Non è una scienza esatta, e a confermarlo ci sono anche alcuni esempi brillanti (Fargo su tutti), ma tendenzialmente non è quasi mai una buona idea realizzare una serie televisiva ispirandosi ad un film. Lo abbiamo visto recentemente con 12 Monkeys, con Dal Tramonto all’Alba e Scream, solo per citarne alcune: a volte l’idea di base è talmente precisa e così perfettamente inserita nel format cinematografico, che un successivo adattamento televisivo ha la sfortuna di sembrarne nient’altro che una copia fin troppo diluita.

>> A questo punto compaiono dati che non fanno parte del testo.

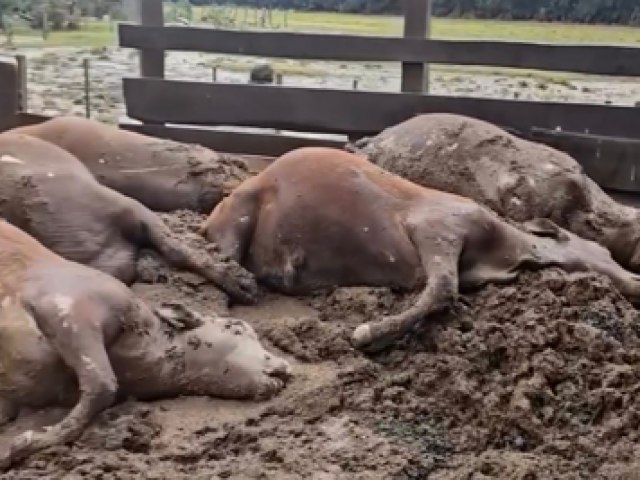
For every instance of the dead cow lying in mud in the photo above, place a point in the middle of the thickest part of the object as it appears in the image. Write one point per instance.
(69, 333)
(49, 194)
(319, 218)
(161, 174)
(518, 179)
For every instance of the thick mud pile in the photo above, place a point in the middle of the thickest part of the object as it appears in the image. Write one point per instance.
(534, 380)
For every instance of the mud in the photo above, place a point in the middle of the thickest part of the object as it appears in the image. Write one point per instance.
(534, 380)
(55, 79)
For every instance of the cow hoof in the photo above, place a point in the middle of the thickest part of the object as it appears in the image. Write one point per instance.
(362, 336)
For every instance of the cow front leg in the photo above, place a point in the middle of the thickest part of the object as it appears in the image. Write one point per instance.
(440, 261)
(224, 273)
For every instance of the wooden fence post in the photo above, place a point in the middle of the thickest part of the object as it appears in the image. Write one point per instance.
(417, 19)
(87, 88)
(8, 92)
(22, 83)
(151, 61)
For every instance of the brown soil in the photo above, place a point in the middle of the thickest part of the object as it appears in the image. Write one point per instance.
(535, 380)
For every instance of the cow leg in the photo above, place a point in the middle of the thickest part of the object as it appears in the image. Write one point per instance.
(439, 257)
(80, 344)
(226, 274)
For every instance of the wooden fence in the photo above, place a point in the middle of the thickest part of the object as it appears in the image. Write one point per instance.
(605, 139)
(8, 91)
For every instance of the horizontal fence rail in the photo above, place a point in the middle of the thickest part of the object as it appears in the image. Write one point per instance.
(593, 59)
(353, 112)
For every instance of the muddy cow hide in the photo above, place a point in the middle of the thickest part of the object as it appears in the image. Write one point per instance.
(49, 194)
(319, 218)
(518, 179)
(69, 333)
(161, 174)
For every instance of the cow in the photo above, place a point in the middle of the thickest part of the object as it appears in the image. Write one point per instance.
(70, 334)
(516, 178)
(48, 193)
(318, 218)
(161, 174)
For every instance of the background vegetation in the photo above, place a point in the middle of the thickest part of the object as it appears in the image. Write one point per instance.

Per fortuna questo discorso non è applicabile a What We Do In The Shadows, serie FX creata, scritta, diretta e prodotta da Jemaine Clement e Taika Waititi ispirata all’omonimo lungometraggio australiano che nel 2014 lanciò la carriera del geniale autore di Thor: Ragnarok dopo i meno celebri Boy e Eagle vs Shark: anche grazie alla natura episodica del film originale, la serie tv da dieci episodi (ma è solo la prima ragione, ed è già stata rinnovata per un secondo ciclo narrativo) sembra adattarsi al meglio ai canoni narrativi del piccolo schermo, sia grazie alla durata contenuta di ogni puntata (la più estesa non supera i trenta minuti) sia al fatto che le stesse siano più o meno auto-conclusive.

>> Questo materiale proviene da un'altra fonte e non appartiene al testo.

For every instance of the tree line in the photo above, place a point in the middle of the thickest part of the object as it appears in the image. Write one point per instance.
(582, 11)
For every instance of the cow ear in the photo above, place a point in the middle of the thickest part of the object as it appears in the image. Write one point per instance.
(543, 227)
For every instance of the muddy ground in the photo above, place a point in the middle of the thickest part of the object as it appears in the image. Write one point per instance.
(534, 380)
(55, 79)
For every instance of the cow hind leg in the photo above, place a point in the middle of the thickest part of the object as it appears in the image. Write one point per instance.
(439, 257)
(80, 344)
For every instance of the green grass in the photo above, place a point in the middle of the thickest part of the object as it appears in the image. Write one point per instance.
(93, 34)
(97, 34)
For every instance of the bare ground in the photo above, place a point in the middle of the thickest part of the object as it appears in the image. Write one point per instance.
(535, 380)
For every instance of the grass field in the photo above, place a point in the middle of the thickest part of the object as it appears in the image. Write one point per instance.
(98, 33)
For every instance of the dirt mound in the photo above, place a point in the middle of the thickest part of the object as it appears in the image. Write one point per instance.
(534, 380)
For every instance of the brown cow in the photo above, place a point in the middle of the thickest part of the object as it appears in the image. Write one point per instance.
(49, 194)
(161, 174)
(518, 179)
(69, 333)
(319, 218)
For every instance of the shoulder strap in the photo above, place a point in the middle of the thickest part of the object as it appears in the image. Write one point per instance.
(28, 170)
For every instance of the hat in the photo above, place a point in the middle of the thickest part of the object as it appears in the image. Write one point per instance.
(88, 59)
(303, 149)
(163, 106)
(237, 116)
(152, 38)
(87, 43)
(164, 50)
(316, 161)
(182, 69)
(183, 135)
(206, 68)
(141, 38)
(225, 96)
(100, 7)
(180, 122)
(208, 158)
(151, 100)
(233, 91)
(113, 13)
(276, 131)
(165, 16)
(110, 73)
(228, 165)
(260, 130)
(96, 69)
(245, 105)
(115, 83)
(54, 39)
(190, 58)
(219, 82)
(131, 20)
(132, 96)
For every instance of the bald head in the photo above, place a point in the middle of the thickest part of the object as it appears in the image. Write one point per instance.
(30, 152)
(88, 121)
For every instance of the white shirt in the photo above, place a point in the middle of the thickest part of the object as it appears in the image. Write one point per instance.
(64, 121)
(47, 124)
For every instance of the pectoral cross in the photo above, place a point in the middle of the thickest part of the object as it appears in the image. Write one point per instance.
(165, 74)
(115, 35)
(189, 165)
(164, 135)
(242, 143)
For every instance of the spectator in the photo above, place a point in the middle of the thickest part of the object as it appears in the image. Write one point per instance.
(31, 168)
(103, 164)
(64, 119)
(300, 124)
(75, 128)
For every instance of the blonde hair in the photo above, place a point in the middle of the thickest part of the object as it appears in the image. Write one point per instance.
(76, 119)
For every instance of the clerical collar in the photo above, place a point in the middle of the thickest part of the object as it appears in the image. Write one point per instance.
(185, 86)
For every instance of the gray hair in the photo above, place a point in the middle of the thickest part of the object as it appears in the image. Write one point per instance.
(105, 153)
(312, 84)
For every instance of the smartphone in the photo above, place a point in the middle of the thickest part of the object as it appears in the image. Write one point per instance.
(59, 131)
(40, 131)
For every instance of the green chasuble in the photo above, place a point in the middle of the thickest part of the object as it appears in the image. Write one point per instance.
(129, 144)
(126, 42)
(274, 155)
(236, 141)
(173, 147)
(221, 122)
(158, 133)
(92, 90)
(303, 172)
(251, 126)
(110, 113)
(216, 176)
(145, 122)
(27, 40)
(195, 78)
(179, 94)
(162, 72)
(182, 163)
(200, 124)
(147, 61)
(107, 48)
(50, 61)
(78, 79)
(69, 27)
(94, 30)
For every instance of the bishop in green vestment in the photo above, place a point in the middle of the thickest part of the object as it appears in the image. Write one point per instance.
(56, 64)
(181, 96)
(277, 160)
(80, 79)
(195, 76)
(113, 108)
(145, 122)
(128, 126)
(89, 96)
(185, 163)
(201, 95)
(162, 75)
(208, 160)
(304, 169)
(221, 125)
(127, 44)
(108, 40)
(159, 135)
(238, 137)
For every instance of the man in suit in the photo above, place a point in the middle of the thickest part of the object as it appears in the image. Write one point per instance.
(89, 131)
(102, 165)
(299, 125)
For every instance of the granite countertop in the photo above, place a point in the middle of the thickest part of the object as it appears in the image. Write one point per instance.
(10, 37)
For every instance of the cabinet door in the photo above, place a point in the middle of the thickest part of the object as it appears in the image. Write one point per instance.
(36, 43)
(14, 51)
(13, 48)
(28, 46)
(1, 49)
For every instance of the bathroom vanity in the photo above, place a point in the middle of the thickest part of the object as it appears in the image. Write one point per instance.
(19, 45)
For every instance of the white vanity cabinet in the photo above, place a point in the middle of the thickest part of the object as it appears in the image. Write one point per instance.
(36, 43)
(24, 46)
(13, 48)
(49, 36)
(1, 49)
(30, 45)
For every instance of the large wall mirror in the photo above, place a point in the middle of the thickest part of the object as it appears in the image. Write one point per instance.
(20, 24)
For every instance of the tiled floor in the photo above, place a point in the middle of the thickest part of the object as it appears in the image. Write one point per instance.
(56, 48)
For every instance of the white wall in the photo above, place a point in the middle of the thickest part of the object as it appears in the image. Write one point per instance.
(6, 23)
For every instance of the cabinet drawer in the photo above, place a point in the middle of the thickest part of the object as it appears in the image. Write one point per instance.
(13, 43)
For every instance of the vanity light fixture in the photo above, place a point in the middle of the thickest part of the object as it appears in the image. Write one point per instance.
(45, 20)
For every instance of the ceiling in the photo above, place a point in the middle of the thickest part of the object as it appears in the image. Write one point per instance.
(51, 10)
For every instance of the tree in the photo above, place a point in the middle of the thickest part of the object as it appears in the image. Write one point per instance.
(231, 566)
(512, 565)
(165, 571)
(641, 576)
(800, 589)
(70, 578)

Nel far partire il primo episodio si scatena lo stesso meccanismo che segue all’apertura di un pacchetto di patatine: si ha voglia di gustarsene un altro, e poi un altro ancora.

I succhiasangue protagonisti dello show vivono a Staten Island, simbolo degli immigrati statunitensi che chiarisce subito quali argomenti Waititi e Clement vogliono affrontare con la loro irriverenza: Kayvan Novak, Natasia Demetrious e Matt Berry interpretano con affilata arguzia i tre non-morti, le cui occupazioni principali sono quelle (ovviamente) di evitare la luce del giorno, trovare sangue di vergine da tracannare e preparare il terreno per l’avvento di un Lord Vampiro terribile e spietato che però potrebbe essere fin troppo spietato per loro, che sono fondamentalmente degli idioti per tutti tranne che per il loro servitore Guillermo (Harvey Guillén), un diurno che svolge tutte le faccende quotidiane che i tre non possono permettersi di sbrigare quando fuori splende il sole nella speranza di essere tramutato in vampiro.

Come nel film lo stile mockumentary (che in ambito televisivo può ricordare The Office) la trasporta lo spettatore in chiave meta-narrativa all’interno del racconto: l’occhio di questa troupe senza nome e senza volto, che sta seguendo la quotidianità di un gruppo di vampiri, viene associato all’occhio del pubblico, che impara a conoscere i protagonisti non-morti e le loro fobie, i loro tic e le loro manie, tutti fuori moda, con personalità ben distinte e ancor meglio delineate, tutti un po’ scemi e tutti assolutamente esilaranti.

In pratica Waititi e Clement hanno preso gli ottantasei minuti di Vita da Vampiro e li hanno estesi ad una sit-com comedy-horror che, nonostante non aggiunga poi molto a quanto già detto barra fatto al genere di riferimento dal lungometraggio (probabilmente il più geniale horror in salsa commedia dai tempi di L’Alba dei Morti Dementi), potrebbe benissimo proseguire per anni.